流産や死産。そんな悲しい体験をしても、その悲しみを乗り越えよう、前を向こうとする人を「強い人」だといいます。そして同じ体験をした多くの人はそんな風に強くありたい、強くなりたいと願います。
苦しい中、悲しい中、崩れ落ちそうになってもグッとこらえて、また社会人として仕事に向かえる、感情を表に出さないように振舞える、また次の希望に向かって行動できる。
大変なことです。それができる人は、確かに強い。
それじゃ、それができない人は?
ショックで仕事を辞めてしまった。
人に会うのが怖くて、外に出ることができない。
思い返して、何度も何度も泣いてしまう。
それは「弱さ」なのだろうか?
ボクはぜんぜんそうは思わないな。悲しみとちゃんと向き合うことは、大変なことだもの。苦しいことだもの。でも、絶対必要なことだもの。

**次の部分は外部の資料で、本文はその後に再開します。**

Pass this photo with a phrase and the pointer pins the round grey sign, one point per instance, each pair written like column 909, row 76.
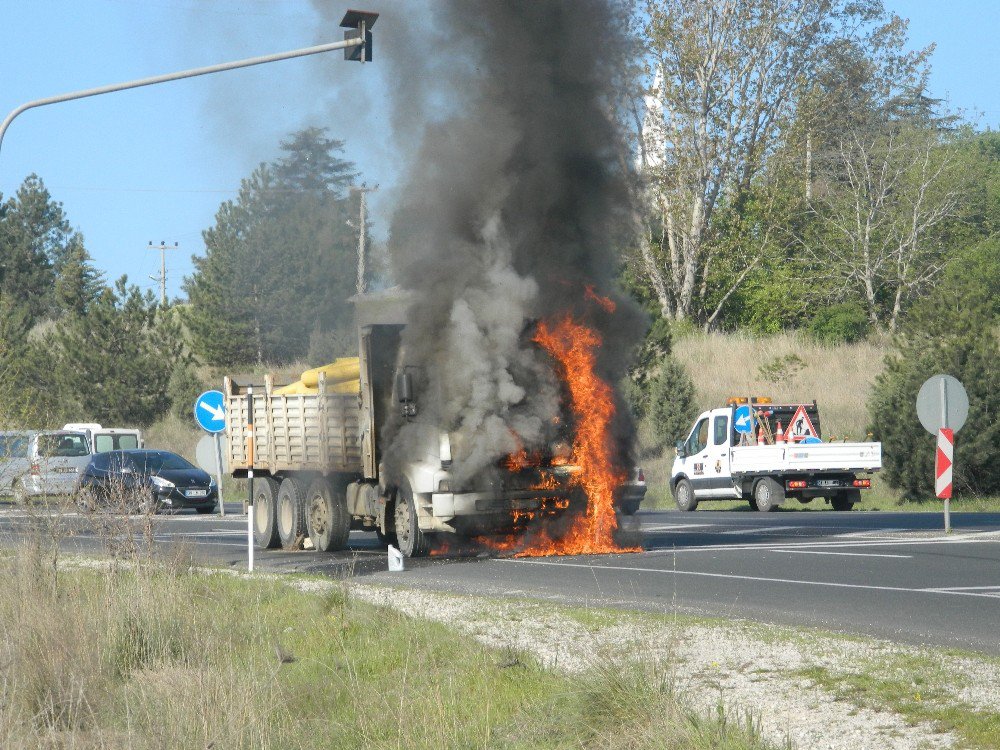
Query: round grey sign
column 942, row 402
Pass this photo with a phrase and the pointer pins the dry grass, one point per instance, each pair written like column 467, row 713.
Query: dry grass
column 840, row 378
column 146, row 656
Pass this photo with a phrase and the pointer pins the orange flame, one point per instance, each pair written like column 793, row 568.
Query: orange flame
column 573, row 346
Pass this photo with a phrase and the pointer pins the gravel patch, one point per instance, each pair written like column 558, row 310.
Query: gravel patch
column 729, row 665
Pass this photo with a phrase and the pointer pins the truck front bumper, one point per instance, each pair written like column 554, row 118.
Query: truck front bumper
column 451, row 504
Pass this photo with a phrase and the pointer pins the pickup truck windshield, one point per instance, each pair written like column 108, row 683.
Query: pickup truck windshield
column 63, row 446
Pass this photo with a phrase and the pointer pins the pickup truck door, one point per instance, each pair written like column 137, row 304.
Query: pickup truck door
column 708, row 449
column 719, row 453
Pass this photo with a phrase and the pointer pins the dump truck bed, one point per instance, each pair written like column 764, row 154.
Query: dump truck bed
column 293, row 432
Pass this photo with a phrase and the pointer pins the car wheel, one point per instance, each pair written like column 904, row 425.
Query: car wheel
column 265, row 513
column 684, row 495
column 291, row 513
column 768, row 494
column 149, row 504
column 412, row 541
column 327, row 519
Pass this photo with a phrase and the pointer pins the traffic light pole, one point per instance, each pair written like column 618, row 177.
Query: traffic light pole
column 358, row 41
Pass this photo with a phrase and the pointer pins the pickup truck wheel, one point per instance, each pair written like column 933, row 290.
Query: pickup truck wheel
column 327, row 519
column 684, row 496
column 768, row 494
column 412, row 541
column 265, row 513
column 291, row 515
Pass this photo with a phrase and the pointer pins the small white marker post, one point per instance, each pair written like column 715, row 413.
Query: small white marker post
column 250, row 478
column 944, row 426
column 218, row 474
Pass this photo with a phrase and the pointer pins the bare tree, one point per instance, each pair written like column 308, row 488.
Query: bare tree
column 725, row 74
column 727, row 81
column 879, row 204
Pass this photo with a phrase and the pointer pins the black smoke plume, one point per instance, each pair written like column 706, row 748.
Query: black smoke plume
column 514, row 203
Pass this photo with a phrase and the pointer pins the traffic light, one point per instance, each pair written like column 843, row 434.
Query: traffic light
column 359, row 23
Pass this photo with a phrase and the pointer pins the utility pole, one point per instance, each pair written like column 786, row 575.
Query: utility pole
column 362, row 191
column 162, row 278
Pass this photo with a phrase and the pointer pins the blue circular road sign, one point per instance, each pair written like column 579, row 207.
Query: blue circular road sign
column 210, row 411
column 743, row 420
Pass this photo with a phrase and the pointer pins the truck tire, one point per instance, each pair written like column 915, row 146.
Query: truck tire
column 684, row 496
column 412, row 541
column 327, row 519
column 769, row 494
column 845, row 500
column 291, row 515
column 265, row 513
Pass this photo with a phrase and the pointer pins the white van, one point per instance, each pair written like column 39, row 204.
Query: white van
column 13, row 458
column 55, row 459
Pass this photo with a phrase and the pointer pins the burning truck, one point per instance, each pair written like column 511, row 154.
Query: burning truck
column 329, row 459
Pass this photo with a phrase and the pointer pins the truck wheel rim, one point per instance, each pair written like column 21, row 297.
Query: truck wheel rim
column 320, row 516
column 403, row 521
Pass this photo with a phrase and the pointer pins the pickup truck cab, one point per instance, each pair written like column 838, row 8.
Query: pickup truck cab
column 718, row 462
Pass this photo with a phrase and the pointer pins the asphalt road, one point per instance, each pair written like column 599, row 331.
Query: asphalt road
column 890, row 575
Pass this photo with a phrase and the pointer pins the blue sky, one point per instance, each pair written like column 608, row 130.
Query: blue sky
column 154, row 164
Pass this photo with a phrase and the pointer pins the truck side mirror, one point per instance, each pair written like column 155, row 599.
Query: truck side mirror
column 404, row 394
column 404, row 387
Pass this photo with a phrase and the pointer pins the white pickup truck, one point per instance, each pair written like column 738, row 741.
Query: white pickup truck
column 718, row 462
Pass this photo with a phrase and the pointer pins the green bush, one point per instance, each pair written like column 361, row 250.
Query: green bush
column 671, row 402
column 951, row 332
column 844, row 323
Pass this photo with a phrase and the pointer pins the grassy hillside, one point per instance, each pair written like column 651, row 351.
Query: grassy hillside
column 790, row 368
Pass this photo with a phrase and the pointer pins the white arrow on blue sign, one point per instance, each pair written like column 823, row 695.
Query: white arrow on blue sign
column 743, row 420
column 210, row 411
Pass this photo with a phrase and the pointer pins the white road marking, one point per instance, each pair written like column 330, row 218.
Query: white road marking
column 759, row 530
column 954, row 539
column 731, row 576
column 677, row 526
column 845, row 554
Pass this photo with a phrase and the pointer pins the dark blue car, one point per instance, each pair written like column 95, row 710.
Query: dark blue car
column 145, row 481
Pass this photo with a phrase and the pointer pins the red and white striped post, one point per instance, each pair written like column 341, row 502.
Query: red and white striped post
column 944, row 461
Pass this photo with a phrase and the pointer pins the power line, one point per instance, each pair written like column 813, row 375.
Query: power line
column 162, row 278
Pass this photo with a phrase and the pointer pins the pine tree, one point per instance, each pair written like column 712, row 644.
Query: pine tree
column 114, row 364
column 280, row 259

我が子が亡くなったことが、悲しくなくなる日なんて来るわけない。悲しみと向き合うということは、自分の中にちゃんとその感情の居場所を作ってやることだと思う。もちろん最初は、その悲しみは大きすぎてとても納まりきらないかもしれないけど、時間を掛けて何度も反芻したり、一生懸命それに意味付けを考えたりして、少しずつ自分のポケットに入る大きさに作り替えていく作業なんだと思う。
悲しいことがあって、悲しくてたまらなくなるのはごく自然なこと。それは抗うべきものでも、打ち勝つべき敵でもない。ましてや目を伏せたり、忘れようとしたり、まるでなかったかのように扱うなんて、絶対に不健全なことだ。
足踏みして、後ろ向きになって、時間が止まったみたいに思うかもしれないけど、そんなことない。物理的に時間が止まることなんてないし、目には見えなくてもその作業はゆっくりと確実に進んでいるはず。
ちゃんと悲しみと向き合うこと。それができる人はボクは「強い人」だと思います。